One shouldn’t watch a movie wishing there was less plot, but that’s how I felt with this one, like Coogan and Brydon should just be watched from afar traveling between restaurants whose meals cost as much as the typical worker’s weekly wage, criticizing their pretense (like one place’s salt, arranged in lines next to the butter — “can we have a knife for the butter, please, and a rolled up 20 pound note for the salt?”) not taking them as seriously as the chefs would wish (at one point, Brydon coaches Coogan as to how he can safely criticize each restaurant, by giving him the range in which other foodies have criticized each) and analyzing Roger Moore’s best one-liners in between. And then, all of a sudden, the sad piano leaps in, and you wonder if you’re supposed to find some shake-your-head aspect when Coogan says “I’m in a trough, literally and metaphorically.”
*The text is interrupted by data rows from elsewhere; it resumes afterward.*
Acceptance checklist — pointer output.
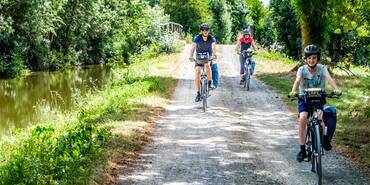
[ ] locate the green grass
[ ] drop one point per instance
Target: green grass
(67, 149)
(353, 129)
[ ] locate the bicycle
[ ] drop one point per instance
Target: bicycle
(247, 54)
(202, 59)
(315, 97)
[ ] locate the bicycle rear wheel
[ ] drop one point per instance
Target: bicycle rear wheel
(248, 77)
(204, 94)
(318, 154)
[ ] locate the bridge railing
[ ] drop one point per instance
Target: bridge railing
(172, 27)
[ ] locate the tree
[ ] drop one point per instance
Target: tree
(189, 13)
(238, 13)
(287, 27)
(257, 13)
(312, 19)
(221, 24)
(349, 31)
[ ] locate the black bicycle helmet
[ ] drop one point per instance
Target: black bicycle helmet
(246, 32)
(312, 50)
(204, 26)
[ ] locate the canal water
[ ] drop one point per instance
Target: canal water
(22, 100)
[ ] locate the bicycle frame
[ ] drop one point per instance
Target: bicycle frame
(314, 134)
(247, 68)
(204, 87)
(315, 97)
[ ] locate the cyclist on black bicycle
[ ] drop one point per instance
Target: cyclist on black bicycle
(311, 75)
(203, 43)
(243, 44)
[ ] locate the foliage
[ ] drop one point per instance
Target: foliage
(287, 27)
(349, 32)
(189, 13)
(353, 131)
(257, 13)
(221, 24)
(313, 21)
(238, 13)
(58, 34)
(67, 150)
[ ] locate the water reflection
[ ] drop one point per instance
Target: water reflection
(21, 100)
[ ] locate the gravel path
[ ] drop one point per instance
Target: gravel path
(245, 137)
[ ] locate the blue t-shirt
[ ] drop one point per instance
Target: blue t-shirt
(204, 46)
(309, 80)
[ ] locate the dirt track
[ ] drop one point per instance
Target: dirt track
(243, 138)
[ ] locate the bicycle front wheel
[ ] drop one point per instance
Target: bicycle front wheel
(204, 94)
(248, 79)
(318, 154)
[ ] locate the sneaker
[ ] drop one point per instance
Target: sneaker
(197, 98)
(242, 81)
(326, 143)
(301, 156)
(211, 86)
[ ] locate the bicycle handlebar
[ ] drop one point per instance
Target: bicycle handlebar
(324, 95)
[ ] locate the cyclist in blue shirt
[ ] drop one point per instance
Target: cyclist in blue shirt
(203, 43)
(311, 75)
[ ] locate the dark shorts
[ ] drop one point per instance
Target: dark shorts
(200, 64)
(303, 106)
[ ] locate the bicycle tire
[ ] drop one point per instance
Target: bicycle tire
(204, 94)
(318, 154)
(248, 78)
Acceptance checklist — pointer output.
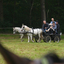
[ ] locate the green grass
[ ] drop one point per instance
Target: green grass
(30, 50)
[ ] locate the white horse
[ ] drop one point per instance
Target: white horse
(31, 32)
(19, 30)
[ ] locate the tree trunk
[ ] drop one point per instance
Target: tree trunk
(43, 14)
(32, 2)
(1, 10)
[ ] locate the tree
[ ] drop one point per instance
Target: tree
(1, 10)
(43, 14)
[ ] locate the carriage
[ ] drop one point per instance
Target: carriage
(48, 37)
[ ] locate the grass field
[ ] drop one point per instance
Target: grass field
(30, 50)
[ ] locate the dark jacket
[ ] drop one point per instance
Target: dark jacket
(45, 25)
(58, 28)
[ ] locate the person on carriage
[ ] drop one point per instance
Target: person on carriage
(45, 26)
(53, 28)
(58, 27)
(52, 21)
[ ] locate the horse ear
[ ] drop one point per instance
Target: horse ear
(11, 58)
(13, 27)
(22, 24)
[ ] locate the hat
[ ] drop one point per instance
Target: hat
(56, 20)
(50, 24)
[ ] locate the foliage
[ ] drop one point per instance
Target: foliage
(30, 50)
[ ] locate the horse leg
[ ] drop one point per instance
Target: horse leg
(31, 37)
(39, 38)
(28, 38)
(22, 37)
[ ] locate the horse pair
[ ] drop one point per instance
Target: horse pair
(29, 31)
(11, 58)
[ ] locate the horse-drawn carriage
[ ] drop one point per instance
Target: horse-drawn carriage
(48, 37)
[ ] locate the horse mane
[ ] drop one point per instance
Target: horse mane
(27, 28)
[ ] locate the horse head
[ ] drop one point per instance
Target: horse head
(14, 31)
(26, 28)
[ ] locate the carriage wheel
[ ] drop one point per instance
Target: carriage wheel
(48, 39)
(56, 39)
(36, 38)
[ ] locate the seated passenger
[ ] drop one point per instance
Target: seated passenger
(52, 21)
(53, 28)
(58, 27)
(45, 26)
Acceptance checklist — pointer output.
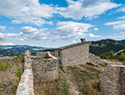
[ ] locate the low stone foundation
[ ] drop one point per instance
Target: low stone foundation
(112, 80)
(45, 69)
(37, 69)
(26, 86)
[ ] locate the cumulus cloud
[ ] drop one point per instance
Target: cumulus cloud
(71, 30)
(117, 24)
(87, 8)
(30, 33)
(7, 36)
(117, 36)
(123, 17)
(2, 28)
(26, 11)
(121, 9)
(96, 29)
(6, 44)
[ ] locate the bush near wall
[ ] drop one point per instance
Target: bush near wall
(4, 65)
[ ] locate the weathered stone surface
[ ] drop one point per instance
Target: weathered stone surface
(95, 60)
(75, 55)
(26, 86)
(112, 80)
(45, 69)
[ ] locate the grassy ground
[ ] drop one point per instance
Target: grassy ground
(10, 73)
(73, 80)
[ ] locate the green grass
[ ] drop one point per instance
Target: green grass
(1, 86)
(65, 89)
(20, 58)
(19, 72)
(13, 89)
(4, 65)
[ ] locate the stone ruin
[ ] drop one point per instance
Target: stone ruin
(112, 80)
(36, 69)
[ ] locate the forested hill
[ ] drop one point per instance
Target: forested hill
(103, 46)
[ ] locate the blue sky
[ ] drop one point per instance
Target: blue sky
(54, 23)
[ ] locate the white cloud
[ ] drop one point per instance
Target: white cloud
(7, 36)
(96, 29)
(87, 8)
(117, 36)
(6, 44)
(30, 33)
(2, 28)
(71, 30)
(121, 9)
(26, 11)
(123, 17)
(117, 24)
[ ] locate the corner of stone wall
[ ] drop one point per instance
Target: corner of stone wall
(45, 68)
(26, 86)
(112, 80)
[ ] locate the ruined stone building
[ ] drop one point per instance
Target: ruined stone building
(73, 54)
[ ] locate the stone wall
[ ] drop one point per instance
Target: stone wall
(96, 60)
(45, 69)
(112, 80)
(25, 86)
(37, 69)
(75, 55)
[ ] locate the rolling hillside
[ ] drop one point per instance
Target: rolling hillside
(103, 46)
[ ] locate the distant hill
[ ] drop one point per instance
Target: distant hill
(103, 46)
(12, 50)
(97, 47)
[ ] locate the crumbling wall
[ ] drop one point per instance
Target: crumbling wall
(25, 86)
(95, 60)
(45, 69)
(75, 55)
(112, 80)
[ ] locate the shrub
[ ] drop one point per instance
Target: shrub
(19, 72)
(1, 86)
(20, 58)
(3, 65)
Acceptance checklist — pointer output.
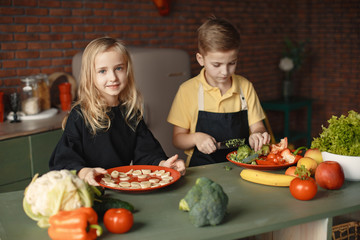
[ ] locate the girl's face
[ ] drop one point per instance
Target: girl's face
(111, 75)
(219, 66)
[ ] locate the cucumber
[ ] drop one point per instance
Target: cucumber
(102, 204)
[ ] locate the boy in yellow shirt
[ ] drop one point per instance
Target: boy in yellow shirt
(217, 104)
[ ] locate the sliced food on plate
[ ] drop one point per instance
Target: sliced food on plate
(138, 177)
(270, 156)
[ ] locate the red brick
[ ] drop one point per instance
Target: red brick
(73, 20)
(26, 37)
(94, 20)
(83, 28)
(50, 54)
(37, 11)
(11, 11)
(94, 5)
(13, 46)
(38, 45)
(50, 20)
(72, 36)
(99, 13)
(49, 4)
(39, 63)
(61, 28)
(6, 20)
(60, 62)
(71, 4)
(50, 37)
(82, 12)
(108, 28)
(26, 20)
(6, 37)
(14, 64)
(25, 3)
(26, 54)
(59, 12)
(6, 55)
(12, 28)
(38, 28)
(61, 45)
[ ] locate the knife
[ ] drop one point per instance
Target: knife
(250, 158)
(230, 143)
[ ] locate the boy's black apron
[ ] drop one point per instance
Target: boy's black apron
(221, 126)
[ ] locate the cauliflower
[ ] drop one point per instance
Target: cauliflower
(55, 191)
(206, 203)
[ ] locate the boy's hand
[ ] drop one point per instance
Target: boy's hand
(89, 174)
(256, 140)
(174, 163)
(205, 143)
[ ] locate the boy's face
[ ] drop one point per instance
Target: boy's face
(111, 75)
(219, 66)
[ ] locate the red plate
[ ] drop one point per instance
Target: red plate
(259, 167)
(173, 173)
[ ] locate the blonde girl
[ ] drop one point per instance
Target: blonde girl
(105, 127)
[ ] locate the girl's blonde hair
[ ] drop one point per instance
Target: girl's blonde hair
(93, 106)
(217, 35)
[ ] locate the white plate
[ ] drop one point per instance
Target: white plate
(350, 164)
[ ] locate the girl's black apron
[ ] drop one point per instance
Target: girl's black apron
(221, 126)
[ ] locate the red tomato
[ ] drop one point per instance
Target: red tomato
(303, 189)
(291, 171)
(118, 220)
(329, 175)
(271, 157)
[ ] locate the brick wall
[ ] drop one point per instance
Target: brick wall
(43, 35)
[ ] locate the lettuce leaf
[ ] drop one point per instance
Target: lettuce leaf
(342, 136)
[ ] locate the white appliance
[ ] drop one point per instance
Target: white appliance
(158, 75)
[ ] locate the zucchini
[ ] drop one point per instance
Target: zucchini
(102, 204)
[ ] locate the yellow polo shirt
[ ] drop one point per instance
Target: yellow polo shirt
(184, 109)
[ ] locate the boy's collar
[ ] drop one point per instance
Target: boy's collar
(235, 88)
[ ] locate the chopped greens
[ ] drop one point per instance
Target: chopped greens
(342, 136)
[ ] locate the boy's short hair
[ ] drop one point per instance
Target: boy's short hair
(217, 35)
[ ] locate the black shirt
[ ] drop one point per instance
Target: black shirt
(117, 146)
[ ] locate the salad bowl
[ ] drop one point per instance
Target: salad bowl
(350, 164)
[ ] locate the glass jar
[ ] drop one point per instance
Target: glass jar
(42, 91)
(29, 102)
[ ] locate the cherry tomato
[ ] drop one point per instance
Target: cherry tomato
(303, 188)
(291, 171)
(118, 220)
(271, 157)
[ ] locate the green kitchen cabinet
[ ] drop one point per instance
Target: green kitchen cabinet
(15, 171)
(42, 146)
(22, 157)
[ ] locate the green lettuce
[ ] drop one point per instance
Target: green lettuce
(342, 136)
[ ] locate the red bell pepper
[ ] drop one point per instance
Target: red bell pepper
(79, 224)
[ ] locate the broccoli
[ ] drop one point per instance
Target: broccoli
(265, 150)
(206, 203)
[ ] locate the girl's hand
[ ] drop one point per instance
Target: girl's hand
(256, 140)
(205, 143)
(174, 163)
(89, 174)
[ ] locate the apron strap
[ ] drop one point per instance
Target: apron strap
(243, 101)
(201, 99)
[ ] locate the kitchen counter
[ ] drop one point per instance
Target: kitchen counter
(253, 209)
(28, 127)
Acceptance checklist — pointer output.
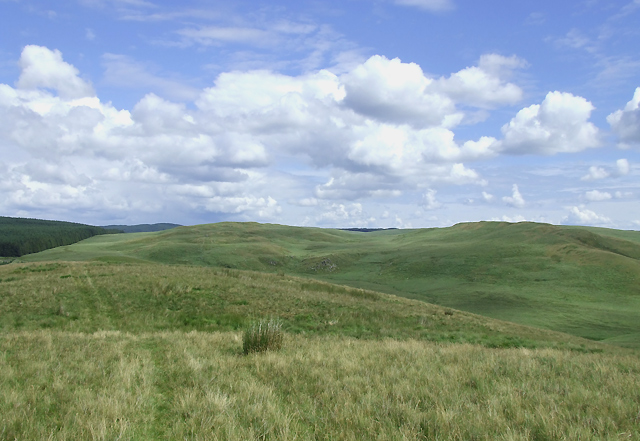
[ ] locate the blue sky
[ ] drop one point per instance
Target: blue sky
(390, 113)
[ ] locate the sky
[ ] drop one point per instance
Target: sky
(352, 113)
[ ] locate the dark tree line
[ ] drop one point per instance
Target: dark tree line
(20, 236)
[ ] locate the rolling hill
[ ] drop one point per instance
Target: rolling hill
(139, 336)
(581, 281)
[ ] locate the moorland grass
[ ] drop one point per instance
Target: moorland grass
(98, 296)
(199, 386)
(577, 280)
(263, 335)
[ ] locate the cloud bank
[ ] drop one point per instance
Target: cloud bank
(258, 144)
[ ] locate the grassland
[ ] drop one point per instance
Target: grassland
(142, 351)
(582, 281)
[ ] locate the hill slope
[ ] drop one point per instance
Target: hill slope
(20, 236)
(576, 280)
(94, 350)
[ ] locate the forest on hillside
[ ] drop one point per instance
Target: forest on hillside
(20, 236)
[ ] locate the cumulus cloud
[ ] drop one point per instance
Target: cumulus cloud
(583, 216)
(317, 141)
(429, 200)
(428, 5)
(622, 168)
(595, 173)
(484, 85)
(596, 196)
(395, 92)
(44, 68)
(516, 199)
(625, 123)
(558, 125)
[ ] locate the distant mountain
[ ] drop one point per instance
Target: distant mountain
(20, 236)
(141, 228)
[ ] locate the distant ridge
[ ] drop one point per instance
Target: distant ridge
(141, 228)
(366, 230)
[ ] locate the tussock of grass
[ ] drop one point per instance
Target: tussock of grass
(261, 336)
(144, 297)
(577, 280)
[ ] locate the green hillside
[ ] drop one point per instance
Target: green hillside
(20, 236)
(582, 281)
(143, 351)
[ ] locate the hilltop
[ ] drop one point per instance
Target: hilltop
(139, 336)
(578, 280)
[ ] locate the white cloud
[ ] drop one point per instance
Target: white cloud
(558, 125)
(256, 144)
(583, 216)
(483, 85)
(396, 92)
(123, 71)
(428, 5)
(623, 194)
(596, 196)
(44, 68)
(516, 199)
(623, 167)
(429, 200)
(625, 123)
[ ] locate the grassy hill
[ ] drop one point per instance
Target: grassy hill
(141, 228)
(582, 281)
(145, 351)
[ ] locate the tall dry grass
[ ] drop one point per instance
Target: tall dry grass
(199, 386)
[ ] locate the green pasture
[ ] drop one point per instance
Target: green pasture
(582, 281)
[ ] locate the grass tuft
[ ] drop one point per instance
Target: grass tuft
(262, 336)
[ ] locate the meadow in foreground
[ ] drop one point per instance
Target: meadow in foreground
(199, 386)
(582, 281)
(105, 351)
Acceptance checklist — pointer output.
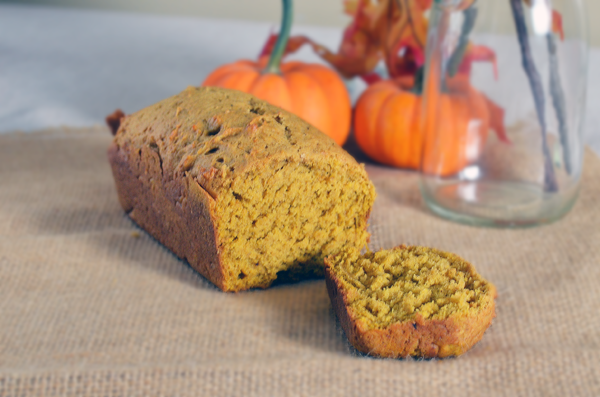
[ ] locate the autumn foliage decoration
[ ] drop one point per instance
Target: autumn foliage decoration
(386, 121)
(314, 92)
Was someone was trying to make this movie a stealth-drama, the kind that seems funny at first but makes you feel utterly sorry for the pitiful Wordsworth-memorizing sex-maniacs in it by the end, and puffed up with your own superiority because your lawn looks fantastic, you’re not funny and you have no desire to bed strange women in hotels? (I’m hopeful that anyone who enjoyed the movie on that level can go waste their money on tiny splashes of white wine in fishbowl-sized glasses.) It’s not. This movie is about how funny the nonsense is, whether it’s a duck-fat lollipop or two grown men shouting “YOU WERE ONLY SUPPOSED TO BLOW THE BLOODY DOORS OFF!” at random times in competing Cockney accents. Neither needs to be fluffed up with extra so-called depth and seriousness. In the right context, both can be strange, different — and quite entertaining.
Ashley O’Dell reviews movies that aren’t in theaters anymore.